In the base, finally, is the Chypre-Charkter of the
Orignial fragrance now almost completely disappeared, after he 2007 already rather
drifted in the powdery-moosige Fougère direction. There he is now fully
arrived, or already again a piece beyond it on a sweet-spicy,
woody-ambriertes, almost oriental terrain arrived.

Basically, it behaves with the new 'Cravache' a little
as with the perfume of 'Eau Sauvage': the spirit of the original fragrance is indeed
somehow still there, but paraphrased to such an extent that it is barely recognizable.
The once slender Chypre structures, which in both cases a good
Portion oakmoss served as fixative, were decades later mighty with
Cashmeran pimped and woody-ambrig plumped up,
so that they unfold towards the base a vanilla-like sweet-woody volume, which -
at least in the case of 'Eau Sauvage Parfum' - especially with younger
Generations reliably enthusiasm ignites.
Let's see if that will work with 'Cravache Eau de Parfum' also
will work, the plants are in any case there.
A small, but not entirely insignificant difference to
'Eau Sauvage Parfum' but there is: the new 'Cravache' is still
recognizable 'Cravache', just in a more fashionable outfit and completely different
Proportions: more voluminous, more androgynous, more synthetic, yes, and in some ways
more digital. For although I still smell the spirited central lavender note that
already distinguished the two predecessor Cravaches, I have the feeling in the
latest edition to get served the digitized version.

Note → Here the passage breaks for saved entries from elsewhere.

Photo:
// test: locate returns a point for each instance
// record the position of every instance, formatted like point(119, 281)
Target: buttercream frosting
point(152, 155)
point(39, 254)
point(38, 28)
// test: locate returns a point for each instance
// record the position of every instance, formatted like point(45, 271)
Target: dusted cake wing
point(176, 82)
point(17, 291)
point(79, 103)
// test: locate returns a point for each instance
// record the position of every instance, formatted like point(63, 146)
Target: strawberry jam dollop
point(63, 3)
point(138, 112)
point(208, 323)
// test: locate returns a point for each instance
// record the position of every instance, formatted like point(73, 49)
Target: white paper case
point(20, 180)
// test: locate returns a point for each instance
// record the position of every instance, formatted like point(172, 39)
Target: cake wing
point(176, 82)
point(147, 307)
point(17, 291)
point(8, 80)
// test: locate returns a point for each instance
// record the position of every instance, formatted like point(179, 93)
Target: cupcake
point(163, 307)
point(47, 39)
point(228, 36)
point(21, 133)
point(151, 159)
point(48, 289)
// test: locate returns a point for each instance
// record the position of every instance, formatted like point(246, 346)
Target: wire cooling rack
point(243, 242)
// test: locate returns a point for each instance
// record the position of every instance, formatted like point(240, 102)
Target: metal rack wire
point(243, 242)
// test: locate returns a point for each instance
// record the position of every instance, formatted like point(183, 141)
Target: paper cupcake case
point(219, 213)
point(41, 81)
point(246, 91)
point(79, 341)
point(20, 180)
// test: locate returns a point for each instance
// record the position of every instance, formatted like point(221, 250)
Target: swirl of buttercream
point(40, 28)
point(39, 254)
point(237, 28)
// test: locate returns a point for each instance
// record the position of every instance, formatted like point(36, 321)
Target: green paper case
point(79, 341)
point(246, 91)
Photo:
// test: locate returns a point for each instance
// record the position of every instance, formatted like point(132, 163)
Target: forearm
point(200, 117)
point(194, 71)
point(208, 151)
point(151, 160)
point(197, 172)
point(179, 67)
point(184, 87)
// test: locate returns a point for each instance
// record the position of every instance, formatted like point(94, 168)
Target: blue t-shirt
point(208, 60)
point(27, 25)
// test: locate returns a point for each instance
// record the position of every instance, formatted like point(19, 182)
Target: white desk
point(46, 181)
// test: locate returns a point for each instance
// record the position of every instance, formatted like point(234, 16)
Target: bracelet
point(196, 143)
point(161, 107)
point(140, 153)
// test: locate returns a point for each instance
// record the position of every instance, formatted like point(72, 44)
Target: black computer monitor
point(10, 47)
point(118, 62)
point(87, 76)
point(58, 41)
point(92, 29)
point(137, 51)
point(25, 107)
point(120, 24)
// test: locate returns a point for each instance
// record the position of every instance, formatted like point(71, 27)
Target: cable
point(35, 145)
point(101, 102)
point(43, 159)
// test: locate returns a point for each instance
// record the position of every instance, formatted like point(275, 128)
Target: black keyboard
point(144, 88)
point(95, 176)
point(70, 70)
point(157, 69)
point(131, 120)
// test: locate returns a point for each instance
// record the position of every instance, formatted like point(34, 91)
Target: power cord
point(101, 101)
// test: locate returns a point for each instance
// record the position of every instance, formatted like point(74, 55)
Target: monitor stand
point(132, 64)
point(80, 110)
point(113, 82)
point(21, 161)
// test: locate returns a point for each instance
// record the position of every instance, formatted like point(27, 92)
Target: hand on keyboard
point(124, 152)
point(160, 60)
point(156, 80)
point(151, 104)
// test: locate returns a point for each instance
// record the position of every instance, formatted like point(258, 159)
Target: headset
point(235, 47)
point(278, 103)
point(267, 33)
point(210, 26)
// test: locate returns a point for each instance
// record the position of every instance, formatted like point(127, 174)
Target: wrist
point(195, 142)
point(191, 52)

Bad is not, no, it's just different and I have
still get used to it.

But one thing I already know: I will the new
'Cravache' certainly wear more often than the previous version of the fragrance,
which was simply too conservative for me, too much stock exchange floor, and which the
sinewy leather-chyprige masculinity of the original fragrance went off. The new is missing
they are just as, replaced by a digitized and genderfluid modernity,
with which I can make friends but interestingly quite well.